We want painless solutions to all of our problems and we are at least 83% convinced that someone else should pay for the debts we have all created. I’m not sure if this mindset can be traced to the concept of paying for two wars by shopping or if it is simply more prevalent in today’s society, but it is everywhere we look.

I was in New York City a few weeks ago and had a chance to visit the Occupy Wall Street. Yes, it did remind me of the anti-war protests of the late sixties and early seventies. But at the risk of ticking off most of my readers, I have to tell you that there is little difference between the Occupy Wall Street crowd, a Tea Party rally, and a group of Libyan soldiers firing their rifles straight up into the air with little regard to where the bullets will land. Within each group is a small core that understands and can discuss the issues. There is also a larger faction that has a propagandist’s view of the group’s concerns, but is totally committed for the moment. The rest, the vast majority, have nothing better to do and no place better to be.

The links in the above paragraph will provide you with plenty of laughs whether you are on the Right or the Left.

In a perfect world, in the ideal democracy, those masses gathering at Tea Party rallies and camping out at Occupy sites around the country would be engaged in intellectual policy debates. These citizens would be working hard to find solutions to our country’s economic woes.

That is not happening.

What we have, instead, are people desperately attempting to assert their relevance. It appears to be very easy to confuse one’s self-interest with what is allegedly in the U.S.’s best interest. And this leads us to the current health care debate.

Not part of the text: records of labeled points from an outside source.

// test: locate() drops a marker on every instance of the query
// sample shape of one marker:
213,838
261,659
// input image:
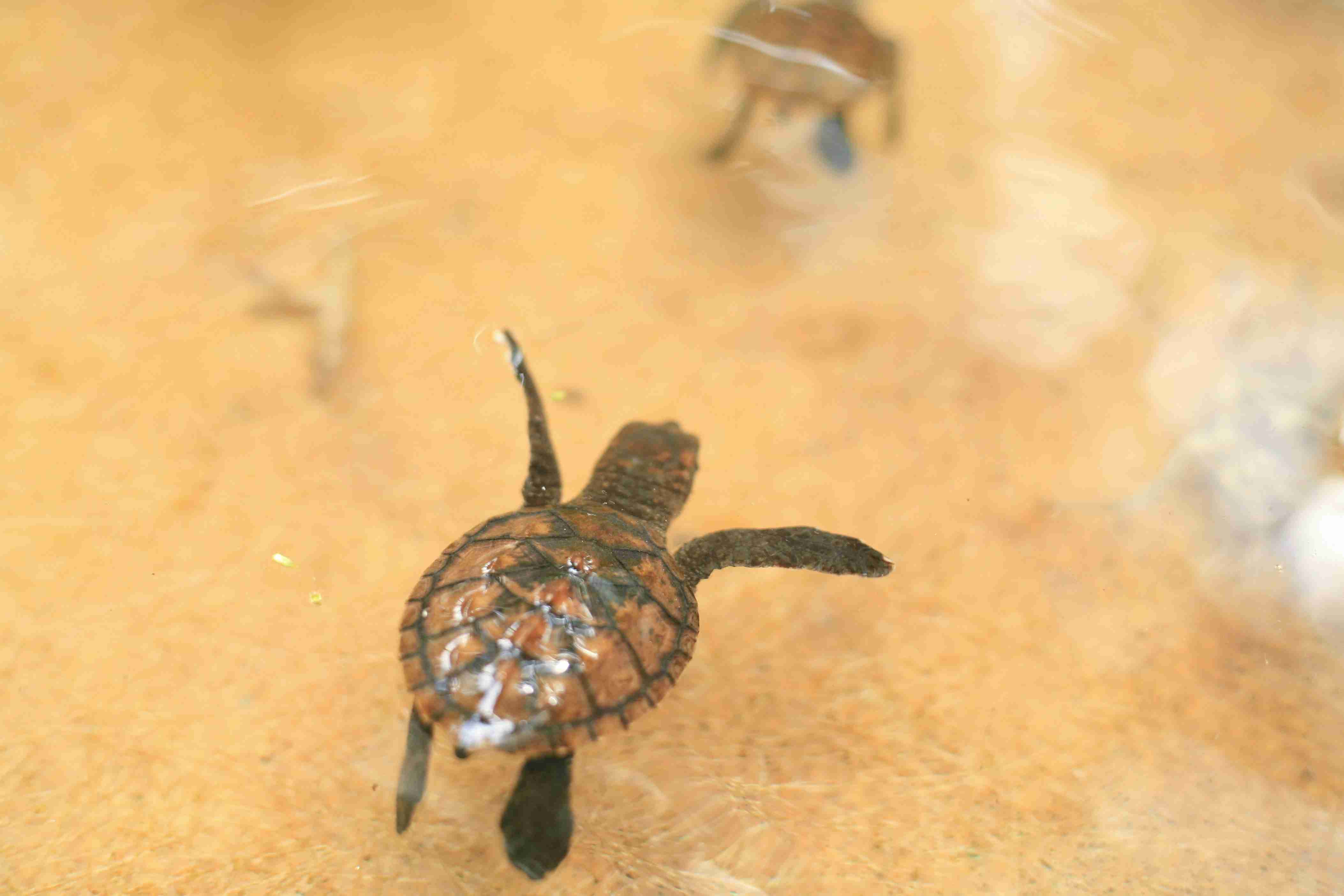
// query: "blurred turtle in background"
819,54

The Patient Protection and Affordable Care Act (PPACA) attempts to change who pays for health care, but does nothing to control the cost of care. Changing the payer doesn’t solve our problem of spiraling health care costs.

The current financial debacle has forced some in Congress to start thinking about reigning in costs. This has resulted in the special interest groups to snap into action.

  • The American Hospital Association has a woman staring into the camera, and our souls, decrying any cuts that could endanger her father’s health.

  • AARP’s commercial supposedly speaks for 50 million seniors who are united to oppose any cuts and will vote, as one, against anyone who dares oppose them.

  • The A.M.A. (American Medical Association) is spending big bucks to remind you that doctors are on your side.

Luckily, as Ohio residents we have been spared the finger pointing and shouting of the Republican presidential primary ads. Better Iowa than us.

The next year is very important. Will the PPACA survive? My guess is still Yes. The rules and regulations are being written and imposed now. It will be very difficult to simply reverse all of this, even if anyone wanted to, in January 2013. What you need to watch, what you need to ask are what cost containment measures, if any, are being implemented?

There is a lot of noise out there. People are marching to retain the life they think they have. Or they might be marching to claim their share of the American largesse that has eluded them. Many of these same people will soon be whipped into action to save their local hospitals or to protest a cut in nurses’ wages. The one constant throughout all of this will be the absence of personal sacrifice.

Ask people to pay more? That might create an angry mob.